Acte III : Tout d’abord il y a eu cette grande polémique autour de l’implantation dans notre pays d’une université Tunisio-allemande . Une polémique créée, faut-il le souligner, par l’ancien ministre de l’Enseignement supérieur et de la Recherche scientifique Slim Khalbous. Le titre de son poste se passe de tout commentaire :« Voilà pourquoi le Maroc attire l’investissement international et pas la Tunisie ».  Khalbous, nouveau recteur de l’agence  universitaire de la Francophonie à Montréal après avoir démissionné de son poste de ministre,  n’a pas trouvé mieux que de tromper l’opinion publique en  avançant que « pour la première fois en Afrique, l’université allemande a choisi de s’implanter au Maroc » ajoutant que cette université aurait dû ouvrir en Tunisie ».Les raisons évoquées sont, en substance, inhérentes  aux « lois trop restrictives et compliquées » en Tunisie.

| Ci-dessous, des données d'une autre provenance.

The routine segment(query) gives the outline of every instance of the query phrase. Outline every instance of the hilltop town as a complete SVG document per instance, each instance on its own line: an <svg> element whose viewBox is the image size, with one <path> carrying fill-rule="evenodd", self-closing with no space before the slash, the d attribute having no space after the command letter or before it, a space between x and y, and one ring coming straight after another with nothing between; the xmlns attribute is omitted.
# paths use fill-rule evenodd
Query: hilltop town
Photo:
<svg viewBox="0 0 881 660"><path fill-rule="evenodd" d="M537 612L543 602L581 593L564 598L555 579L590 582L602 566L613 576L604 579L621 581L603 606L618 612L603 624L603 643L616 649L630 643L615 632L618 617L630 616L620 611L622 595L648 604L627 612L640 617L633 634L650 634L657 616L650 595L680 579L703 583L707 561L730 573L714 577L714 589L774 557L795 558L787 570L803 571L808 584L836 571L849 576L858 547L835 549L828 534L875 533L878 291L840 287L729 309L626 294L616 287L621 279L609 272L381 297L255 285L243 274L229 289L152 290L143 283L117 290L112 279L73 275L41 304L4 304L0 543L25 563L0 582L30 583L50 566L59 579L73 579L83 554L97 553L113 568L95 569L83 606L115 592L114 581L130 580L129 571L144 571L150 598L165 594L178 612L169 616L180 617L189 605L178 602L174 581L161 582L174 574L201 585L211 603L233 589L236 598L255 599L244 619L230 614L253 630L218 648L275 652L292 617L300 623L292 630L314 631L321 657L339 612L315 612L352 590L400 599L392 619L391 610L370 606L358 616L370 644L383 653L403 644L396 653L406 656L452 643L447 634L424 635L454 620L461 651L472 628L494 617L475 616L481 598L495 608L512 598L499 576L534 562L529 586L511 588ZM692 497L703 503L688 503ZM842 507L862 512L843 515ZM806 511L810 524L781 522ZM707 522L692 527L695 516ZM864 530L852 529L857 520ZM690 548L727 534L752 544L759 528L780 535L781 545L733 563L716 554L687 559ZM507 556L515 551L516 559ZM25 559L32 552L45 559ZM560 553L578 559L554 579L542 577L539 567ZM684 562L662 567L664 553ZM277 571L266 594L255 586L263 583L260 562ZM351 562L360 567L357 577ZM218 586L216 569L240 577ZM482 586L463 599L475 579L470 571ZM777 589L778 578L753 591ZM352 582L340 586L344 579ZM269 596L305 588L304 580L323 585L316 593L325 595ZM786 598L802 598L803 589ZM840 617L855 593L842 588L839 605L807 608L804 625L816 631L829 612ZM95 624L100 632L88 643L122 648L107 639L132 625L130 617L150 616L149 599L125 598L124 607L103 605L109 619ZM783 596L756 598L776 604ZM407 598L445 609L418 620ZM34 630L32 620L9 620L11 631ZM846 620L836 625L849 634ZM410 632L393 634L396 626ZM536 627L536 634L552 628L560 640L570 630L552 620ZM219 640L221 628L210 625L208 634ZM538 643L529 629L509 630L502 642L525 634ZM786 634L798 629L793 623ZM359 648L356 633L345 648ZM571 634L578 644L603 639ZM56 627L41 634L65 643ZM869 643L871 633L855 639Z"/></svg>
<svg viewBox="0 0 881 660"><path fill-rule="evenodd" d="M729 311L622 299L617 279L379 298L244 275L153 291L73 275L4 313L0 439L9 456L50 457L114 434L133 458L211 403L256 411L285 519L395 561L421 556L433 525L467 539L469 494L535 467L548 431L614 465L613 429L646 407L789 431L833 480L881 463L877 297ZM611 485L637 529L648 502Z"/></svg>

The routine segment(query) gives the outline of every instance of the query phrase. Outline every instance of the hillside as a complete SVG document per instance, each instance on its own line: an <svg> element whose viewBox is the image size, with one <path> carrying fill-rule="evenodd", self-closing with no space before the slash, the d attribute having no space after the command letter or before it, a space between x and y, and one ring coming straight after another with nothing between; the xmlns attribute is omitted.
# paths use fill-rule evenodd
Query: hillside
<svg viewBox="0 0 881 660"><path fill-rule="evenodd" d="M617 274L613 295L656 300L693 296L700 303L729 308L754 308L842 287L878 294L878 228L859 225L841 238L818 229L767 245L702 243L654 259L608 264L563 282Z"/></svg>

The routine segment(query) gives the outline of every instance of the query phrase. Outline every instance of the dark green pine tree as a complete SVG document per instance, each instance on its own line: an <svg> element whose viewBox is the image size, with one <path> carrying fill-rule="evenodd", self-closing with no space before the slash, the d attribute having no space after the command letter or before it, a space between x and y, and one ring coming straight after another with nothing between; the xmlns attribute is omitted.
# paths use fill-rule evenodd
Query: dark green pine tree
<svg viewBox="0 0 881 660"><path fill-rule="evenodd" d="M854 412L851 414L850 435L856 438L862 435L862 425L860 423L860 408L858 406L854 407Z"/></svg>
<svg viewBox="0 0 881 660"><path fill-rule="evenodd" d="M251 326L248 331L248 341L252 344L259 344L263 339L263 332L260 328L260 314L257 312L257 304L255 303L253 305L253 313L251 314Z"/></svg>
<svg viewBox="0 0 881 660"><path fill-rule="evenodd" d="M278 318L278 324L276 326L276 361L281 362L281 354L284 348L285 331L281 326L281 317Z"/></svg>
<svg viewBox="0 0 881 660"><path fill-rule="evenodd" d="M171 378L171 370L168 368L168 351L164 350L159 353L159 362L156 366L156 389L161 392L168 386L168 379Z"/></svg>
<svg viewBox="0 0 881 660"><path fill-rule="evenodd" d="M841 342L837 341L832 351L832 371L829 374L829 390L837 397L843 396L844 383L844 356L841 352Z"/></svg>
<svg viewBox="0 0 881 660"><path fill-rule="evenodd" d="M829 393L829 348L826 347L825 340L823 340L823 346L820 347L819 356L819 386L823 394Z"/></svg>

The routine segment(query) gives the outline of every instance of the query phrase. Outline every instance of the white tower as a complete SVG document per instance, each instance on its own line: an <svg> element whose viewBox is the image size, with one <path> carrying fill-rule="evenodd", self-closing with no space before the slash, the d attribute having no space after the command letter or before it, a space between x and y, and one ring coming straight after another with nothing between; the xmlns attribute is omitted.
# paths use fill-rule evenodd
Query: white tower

Coup dur pour un pays qui tente de se réveiller d’autant plus que plusieurs  rumeurs  ont circulé à ce propos, plongeant encore plus les universitaires et les intellectuels dans un abattement total. En dépit du démenti cinglant publié par  l’ambassade de la République Fédérale d’Allemagne en Tunisie à  cet effet, le mal était déjà fait. Voila comment les efforts de certains hommes de l’Etat sont sapés par de fausses informations manipulées, malheureusement, par d’anciens membres du gouvernement. Tout simplement ubuesque.

Au demeurant, pas  un jour ne se passe sans apporter son lot de rumeurs dans la Tunisie post-révolution. Démêler le vrai du faux s’avère un exercice bien difficile, mais il est bien utile de souligner la gravité de la désinformation sur les démocraties naissantes, comme c’est le cas pour notre pays. Appuyée des fois par des services d’intelligences étrangers, les manipulations endogènes et exogènes  ouvrent malheureusement  la porte à l’ingérence et mettent en péril la stabilité du pays dans un premier temps puis sa souveraineté dans un second lieu,  notamment quand il s’agit de pseudo-campagnes de soutien à des candidats à la Présidentielle menée par des  lobbyistes étrangers.